Here is an example of the castling tutorial. The lesson diagram is dynamic and you can move the pieces around.

After reviewing the lesson, you can test your understanding with some basic exercises. Above we can see a multiple choice question to check the student’s understanding of the rules of castling.

Coupling models with parts

Quite logically, the next phase of the course, aka Beginners Course II, shows how parts can work to create mating patterns both alone and in tandem with other parts.

Again, the course presents its concepts in a very gradual presentation, allowing the new student to become more and more familiar with the dynamics of the parts.

The exercises are all dynamic, so you can play the solution on the board.

If you solve it correctly, you are congratulated and receive a follow-up comment.

Tactics and endgames

The final stage of the course really takes the student to the next level by providing plenty of tutorials on all the classic tactical patterns such as double attacks, pins, skewers, etc.

The lessons are presented with clear explanations and illustrations. The lesson explains:

“Those who understand the typical patterns of double attacks have a huge advantage among amateur players.”

Oh, how so true!

An example of the lesson on double attacks. Here we see the pawn fork, but there will be other forks and types of double attacks.
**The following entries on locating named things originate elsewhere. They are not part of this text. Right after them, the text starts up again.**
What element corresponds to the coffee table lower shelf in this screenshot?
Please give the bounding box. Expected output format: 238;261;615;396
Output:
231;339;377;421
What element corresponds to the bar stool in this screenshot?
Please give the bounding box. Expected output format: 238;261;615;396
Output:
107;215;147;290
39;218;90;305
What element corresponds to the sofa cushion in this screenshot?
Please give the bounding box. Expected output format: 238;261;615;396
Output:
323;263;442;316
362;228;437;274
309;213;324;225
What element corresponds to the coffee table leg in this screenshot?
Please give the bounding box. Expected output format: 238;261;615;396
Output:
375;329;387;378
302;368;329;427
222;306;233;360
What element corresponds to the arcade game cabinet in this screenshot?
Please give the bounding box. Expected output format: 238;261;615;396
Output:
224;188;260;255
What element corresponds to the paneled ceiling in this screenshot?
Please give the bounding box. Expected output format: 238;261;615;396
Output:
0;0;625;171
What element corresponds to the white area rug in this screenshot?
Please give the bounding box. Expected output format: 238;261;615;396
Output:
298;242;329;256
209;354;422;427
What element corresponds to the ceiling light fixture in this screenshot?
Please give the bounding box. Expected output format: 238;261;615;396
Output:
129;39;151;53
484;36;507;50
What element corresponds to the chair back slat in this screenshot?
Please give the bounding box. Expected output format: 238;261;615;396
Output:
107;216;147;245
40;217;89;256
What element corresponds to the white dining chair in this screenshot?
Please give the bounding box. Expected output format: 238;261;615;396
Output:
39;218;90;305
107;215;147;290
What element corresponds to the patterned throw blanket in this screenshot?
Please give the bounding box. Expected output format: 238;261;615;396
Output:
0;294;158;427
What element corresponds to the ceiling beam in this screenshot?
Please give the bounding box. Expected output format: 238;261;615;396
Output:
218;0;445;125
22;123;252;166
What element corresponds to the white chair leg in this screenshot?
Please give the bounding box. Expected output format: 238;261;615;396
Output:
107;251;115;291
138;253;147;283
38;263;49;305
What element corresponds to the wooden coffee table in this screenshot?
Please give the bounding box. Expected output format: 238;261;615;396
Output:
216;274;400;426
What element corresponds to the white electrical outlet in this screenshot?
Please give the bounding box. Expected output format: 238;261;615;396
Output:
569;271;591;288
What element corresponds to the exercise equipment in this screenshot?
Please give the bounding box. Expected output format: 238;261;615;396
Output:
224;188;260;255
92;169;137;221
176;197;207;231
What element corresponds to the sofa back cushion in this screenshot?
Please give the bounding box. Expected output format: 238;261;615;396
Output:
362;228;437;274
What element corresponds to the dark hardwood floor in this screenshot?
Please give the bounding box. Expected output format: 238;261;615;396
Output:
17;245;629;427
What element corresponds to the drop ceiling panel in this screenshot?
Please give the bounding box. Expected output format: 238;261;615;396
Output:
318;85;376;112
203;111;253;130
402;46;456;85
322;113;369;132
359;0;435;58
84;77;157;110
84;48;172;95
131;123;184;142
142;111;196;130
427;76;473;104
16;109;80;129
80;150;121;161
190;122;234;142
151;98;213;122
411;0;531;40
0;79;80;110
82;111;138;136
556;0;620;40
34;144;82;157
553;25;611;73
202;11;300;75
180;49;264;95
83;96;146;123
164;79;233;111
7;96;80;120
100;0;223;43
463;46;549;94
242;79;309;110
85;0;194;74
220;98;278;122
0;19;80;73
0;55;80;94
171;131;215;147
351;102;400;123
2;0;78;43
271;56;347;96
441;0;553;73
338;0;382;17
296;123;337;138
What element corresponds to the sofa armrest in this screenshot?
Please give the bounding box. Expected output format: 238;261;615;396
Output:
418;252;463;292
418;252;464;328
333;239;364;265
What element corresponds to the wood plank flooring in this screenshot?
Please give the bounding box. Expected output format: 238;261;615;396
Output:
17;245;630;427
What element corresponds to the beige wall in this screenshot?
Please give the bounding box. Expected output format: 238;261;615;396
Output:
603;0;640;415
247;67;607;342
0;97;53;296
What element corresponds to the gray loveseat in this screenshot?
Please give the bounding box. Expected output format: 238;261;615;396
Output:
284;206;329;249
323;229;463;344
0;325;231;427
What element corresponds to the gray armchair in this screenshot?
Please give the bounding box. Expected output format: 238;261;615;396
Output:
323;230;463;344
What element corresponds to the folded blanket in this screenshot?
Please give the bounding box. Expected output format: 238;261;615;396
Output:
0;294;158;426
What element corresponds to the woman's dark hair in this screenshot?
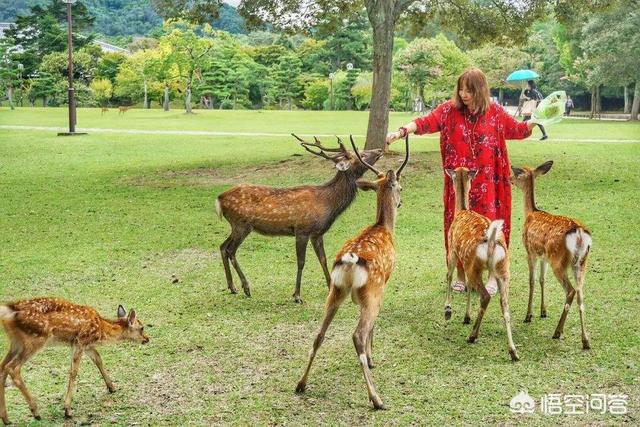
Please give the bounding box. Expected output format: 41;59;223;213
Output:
453;68;491;114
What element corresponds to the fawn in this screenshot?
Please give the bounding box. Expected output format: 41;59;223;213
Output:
216;134;382;303
0;298;149;424
511;161;592;350
296;136;409;409
444;167;519;362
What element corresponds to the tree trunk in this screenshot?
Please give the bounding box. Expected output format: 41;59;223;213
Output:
162;84;169;111
629;80;640;120
365;0;396;150
184;85;193;114
144;79;151;110
7;86;16;110
624;85;631;114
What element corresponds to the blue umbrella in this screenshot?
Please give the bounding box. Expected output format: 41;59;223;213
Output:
507;70;540;82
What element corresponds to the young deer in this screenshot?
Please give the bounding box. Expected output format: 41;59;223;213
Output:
444;168;519;362
216;134;382;303
296;137;409;409
0;298;149;424
511;161;591;350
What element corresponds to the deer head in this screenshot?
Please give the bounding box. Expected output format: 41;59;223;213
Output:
350;136;409;226
291;133;382;177
118;305;149;344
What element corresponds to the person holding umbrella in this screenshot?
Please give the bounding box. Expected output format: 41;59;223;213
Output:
386;68;535;295
522;80;549;141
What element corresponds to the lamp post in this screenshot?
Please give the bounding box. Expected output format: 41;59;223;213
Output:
329;73;335;111
58;0;85;135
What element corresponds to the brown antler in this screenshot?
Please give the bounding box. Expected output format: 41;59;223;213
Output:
396;135;409;177
349;135;384;176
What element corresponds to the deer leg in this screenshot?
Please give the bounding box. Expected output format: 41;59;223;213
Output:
444;249;458;320
467;275;491;344
293;234;309;304
220;236;238;294
539;259;548;318
0;343;18;424
64;345;83;418
84;347;116;393
296;286;347;393
353;302;385;409
496;276;520;362
524;254;544;323
5;340;45;420
553;267;575;339
367;325;375;369
311;235;331;288
574;263;591;350
227;226;251;297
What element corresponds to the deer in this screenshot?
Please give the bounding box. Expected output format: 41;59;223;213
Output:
0;298;149;424
444;167;519;362
296;136;409;409
216;134;382;304
511;161;592;350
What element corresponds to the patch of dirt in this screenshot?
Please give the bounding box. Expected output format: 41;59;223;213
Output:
121;151;440;188
141;248;219;284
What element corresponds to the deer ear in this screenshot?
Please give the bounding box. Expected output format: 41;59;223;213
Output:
127;309;136;326
444;169;456;181
356;179;378;191
536;160;553;175
336;160;351;172
511;166;524;178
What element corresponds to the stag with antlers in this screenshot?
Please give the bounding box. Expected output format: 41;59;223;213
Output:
216;134;382;303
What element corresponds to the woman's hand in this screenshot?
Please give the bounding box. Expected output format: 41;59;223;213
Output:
386;131;402;144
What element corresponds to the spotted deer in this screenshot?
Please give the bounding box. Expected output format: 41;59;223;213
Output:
511;161;592;350
444;167;519;362
216;134;382;303
0;298;149;424
296;137;409;409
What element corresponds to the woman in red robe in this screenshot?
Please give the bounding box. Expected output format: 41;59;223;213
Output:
387;68;535;294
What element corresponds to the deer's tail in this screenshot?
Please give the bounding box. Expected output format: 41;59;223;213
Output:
0;305;16;320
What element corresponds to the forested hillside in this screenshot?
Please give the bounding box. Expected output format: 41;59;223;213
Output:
0;0;246;36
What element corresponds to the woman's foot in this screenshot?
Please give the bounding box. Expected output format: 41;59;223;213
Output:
451;280;467;293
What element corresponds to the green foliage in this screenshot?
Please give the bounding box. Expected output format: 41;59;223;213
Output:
89;79;113;106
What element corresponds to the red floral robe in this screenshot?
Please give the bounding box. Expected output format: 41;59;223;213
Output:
415;101;531;250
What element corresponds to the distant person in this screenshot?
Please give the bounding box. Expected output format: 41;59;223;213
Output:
522;80;549;141
564;95;573;117
386;68;535;295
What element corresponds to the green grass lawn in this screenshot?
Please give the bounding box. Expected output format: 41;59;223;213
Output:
0;108;640;425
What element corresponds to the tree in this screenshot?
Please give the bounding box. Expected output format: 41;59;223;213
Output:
89;79;113;107
468;43;529;104
239;0;564;148
152;0;222;24
160;26;213;114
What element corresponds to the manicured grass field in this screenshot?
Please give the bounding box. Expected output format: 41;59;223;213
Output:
0;108;640;425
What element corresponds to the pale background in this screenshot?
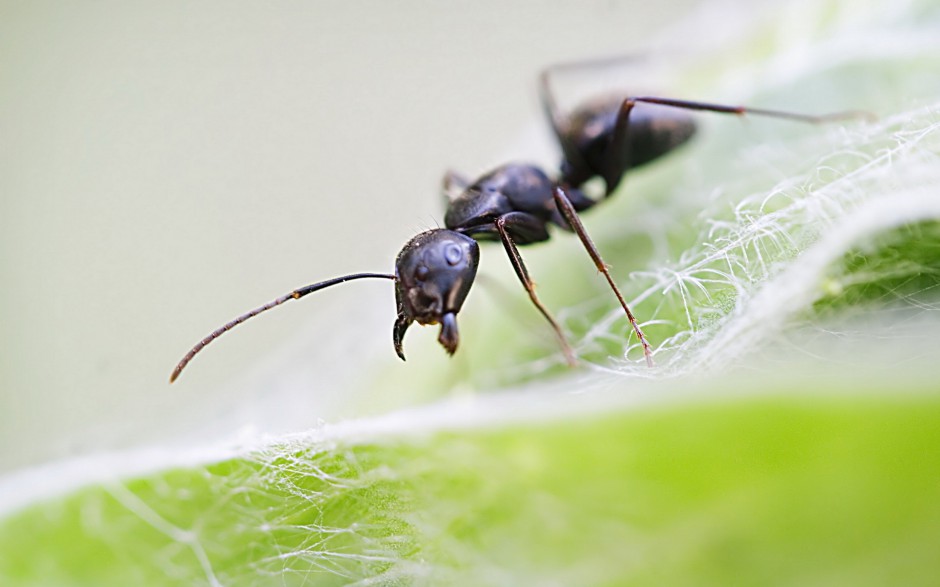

This introduction is quite comprehensive. Yet this last step also does the student a favor by providing an introduction to the most basic endgame concepts such as coupling with the king and rook against the king, opposition with kings and finally the square rule.

Conclusion

This beginner’s course goes far beyond just teaching the student the rules, it provides them with the tools to progress and defeat their closest rivals as well as a taste of what lurks down the rabbit hole. .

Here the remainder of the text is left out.